Confederate citizens and soldiers watch in dismay as a Union naval squadron, led by Flag-Officer David G. Farragut, today sails up the mouth of the Mississippi past forts Jackson and St. Philip. The fall of New Orleans is inevitable; surrender takes place on April 28. Union occupancy of the Confederacy’s largest city begins May 1, as General Benjamin Franklin Butler’s army embarks.

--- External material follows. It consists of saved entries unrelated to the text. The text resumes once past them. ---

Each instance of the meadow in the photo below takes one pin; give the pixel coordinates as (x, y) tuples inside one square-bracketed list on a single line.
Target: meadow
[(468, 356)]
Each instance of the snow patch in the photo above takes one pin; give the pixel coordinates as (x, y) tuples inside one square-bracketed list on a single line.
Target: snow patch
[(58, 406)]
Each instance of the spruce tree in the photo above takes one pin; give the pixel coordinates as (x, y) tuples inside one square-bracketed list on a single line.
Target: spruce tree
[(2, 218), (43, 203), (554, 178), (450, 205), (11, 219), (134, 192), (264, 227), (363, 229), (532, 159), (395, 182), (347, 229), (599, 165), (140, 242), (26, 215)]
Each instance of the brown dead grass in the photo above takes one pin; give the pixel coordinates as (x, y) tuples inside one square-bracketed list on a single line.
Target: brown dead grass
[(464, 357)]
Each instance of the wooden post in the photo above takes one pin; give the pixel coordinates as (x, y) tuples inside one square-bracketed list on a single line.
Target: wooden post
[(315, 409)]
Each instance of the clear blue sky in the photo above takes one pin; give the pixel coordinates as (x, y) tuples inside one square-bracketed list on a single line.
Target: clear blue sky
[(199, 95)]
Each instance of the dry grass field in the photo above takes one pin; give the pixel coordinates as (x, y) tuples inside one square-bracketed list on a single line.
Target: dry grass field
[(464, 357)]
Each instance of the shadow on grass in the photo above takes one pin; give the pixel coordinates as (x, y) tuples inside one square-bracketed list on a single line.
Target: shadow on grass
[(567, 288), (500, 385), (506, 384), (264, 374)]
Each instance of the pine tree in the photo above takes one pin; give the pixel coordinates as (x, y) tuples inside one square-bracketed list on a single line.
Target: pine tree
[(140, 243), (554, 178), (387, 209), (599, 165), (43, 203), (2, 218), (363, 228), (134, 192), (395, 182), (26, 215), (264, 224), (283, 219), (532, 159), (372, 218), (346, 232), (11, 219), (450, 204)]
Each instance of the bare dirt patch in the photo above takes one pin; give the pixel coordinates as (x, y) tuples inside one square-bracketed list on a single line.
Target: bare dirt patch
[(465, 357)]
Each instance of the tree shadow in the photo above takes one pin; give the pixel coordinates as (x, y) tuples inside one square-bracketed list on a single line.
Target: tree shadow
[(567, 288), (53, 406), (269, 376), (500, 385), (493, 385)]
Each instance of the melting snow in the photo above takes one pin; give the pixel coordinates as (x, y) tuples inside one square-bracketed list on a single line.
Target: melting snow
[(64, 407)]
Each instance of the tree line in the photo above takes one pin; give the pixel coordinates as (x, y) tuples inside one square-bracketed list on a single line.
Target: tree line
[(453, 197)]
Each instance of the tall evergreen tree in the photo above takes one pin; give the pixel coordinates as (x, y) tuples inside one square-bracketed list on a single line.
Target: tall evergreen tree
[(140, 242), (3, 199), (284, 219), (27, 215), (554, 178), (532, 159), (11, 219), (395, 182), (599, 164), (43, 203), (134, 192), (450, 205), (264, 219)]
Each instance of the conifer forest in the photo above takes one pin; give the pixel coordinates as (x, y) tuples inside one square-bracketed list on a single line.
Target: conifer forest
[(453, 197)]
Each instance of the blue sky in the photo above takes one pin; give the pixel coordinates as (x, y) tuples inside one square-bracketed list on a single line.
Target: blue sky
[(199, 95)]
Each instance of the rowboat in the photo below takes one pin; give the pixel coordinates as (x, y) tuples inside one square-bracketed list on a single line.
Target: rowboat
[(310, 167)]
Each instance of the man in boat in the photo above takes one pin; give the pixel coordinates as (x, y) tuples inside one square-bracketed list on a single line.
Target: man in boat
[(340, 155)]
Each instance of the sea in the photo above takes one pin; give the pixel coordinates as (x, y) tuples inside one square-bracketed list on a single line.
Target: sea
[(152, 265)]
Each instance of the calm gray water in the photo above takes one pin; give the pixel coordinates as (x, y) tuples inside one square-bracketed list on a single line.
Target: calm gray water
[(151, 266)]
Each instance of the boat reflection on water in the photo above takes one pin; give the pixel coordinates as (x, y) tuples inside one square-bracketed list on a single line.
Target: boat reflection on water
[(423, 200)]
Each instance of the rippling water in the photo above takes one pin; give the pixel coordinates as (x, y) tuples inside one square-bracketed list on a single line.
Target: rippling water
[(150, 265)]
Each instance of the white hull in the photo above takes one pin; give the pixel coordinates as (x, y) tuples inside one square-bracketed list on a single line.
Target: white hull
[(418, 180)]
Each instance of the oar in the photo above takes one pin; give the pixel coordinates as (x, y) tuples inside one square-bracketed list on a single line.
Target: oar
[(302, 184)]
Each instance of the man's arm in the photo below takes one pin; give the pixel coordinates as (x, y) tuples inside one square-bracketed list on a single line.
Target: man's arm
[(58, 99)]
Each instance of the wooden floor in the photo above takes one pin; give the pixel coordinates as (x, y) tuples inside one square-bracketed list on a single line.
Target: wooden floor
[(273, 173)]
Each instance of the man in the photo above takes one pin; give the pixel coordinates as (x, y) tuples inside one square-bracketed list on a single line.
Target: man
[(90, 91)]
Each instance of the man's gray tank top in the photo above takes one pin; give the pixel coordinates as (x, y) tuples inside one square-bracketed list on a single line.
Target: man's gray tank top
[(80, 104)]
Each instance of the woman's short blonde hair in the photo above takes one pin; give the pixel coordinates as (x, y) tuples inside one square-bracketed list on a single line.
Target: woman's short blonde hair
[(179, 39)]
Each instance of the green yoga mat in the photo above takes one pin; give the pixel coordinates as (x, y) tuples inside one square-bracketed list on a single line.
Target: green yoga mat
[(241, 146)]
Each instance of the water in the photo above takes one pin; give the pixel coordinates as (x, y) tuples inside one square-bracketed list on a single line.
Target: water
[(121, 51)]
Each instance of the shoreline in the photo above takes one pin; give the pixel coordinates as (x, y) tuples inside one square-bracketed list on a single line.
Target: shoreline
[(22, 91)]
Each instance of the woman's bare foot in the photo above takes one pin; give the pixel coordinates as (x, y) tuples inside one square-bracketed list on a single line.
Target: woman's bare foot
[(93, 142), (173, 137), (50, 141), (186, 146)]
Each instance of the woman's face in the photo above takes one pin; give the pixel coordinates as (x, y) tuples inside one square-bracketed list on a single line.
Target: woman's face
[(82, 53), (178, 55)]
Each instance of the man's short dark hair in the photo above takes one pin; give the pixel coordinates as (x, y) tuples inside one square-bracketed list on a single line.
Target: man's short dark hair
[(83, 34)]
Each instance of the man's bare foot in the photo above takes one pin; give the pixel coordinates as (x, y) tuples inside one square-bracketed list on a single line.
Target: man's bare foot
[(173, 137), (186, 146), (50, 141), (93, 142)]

Union officers and soldiers are aware of the Baptist presence in the South. One day after setting foot in New Orleans, a Union soldiers’ news publication based at Ship Island, Mississippi — the News-Letter Extra — prints a letter (dated four days prior) from Farragut to the mayor (unnamed) of New Orleans demanding that the Louisiana flag, then flying over the courthouse, be removed and the U.S. flag be raised (Union forces had earlier replaced the Louisiana flag with the U.S. flag, but locals had since torn it down and returned their state flag atop the courthouse). Alongside Farragut’s letter is a reprint of an article from a recent edition of Virginia Baptists’ Religious Herald. In this instance, the Union newspaper staff congratulates the Baptist paper for publishing such a frank assessment concerning the war.
We give [to you] an article from the columns of the Religious Herald, a Baptist newspaper in Richmond, Va. It shows so much more of the coolness of judgment and candor of mind than we are in the habit of finding in our Southern exchanges, that we deem it worthy of special notice. It says the South has made at least eight great blunders, and enumerates them as follows:
1. Firing upon Fort Sumter.
2. In believing that there would be a divided North, and an apathetic Federal Government.
3. In believing that they would have the hearty sympathies of Europe.
4. In believing that the bonds of their Confederacy would readily be taken in Europe.
5. In believing that the military power of the North would be directed in a crusade against slavery, rather than employed for the overthrow of treason, and the establishment of the Union and Constitution.
6. In believing that Northern courage and physique were no match for Southern: or that in battle one Southernor equaled five Yankees.
7. In believing that the flag of the Cotton Oligarchy would wave above the Capitol at Washington, and the roll of slaves be called on Bunker Hill.
8. In believing that the fancied omnipotence of Cotton would dominate the commerce of the world.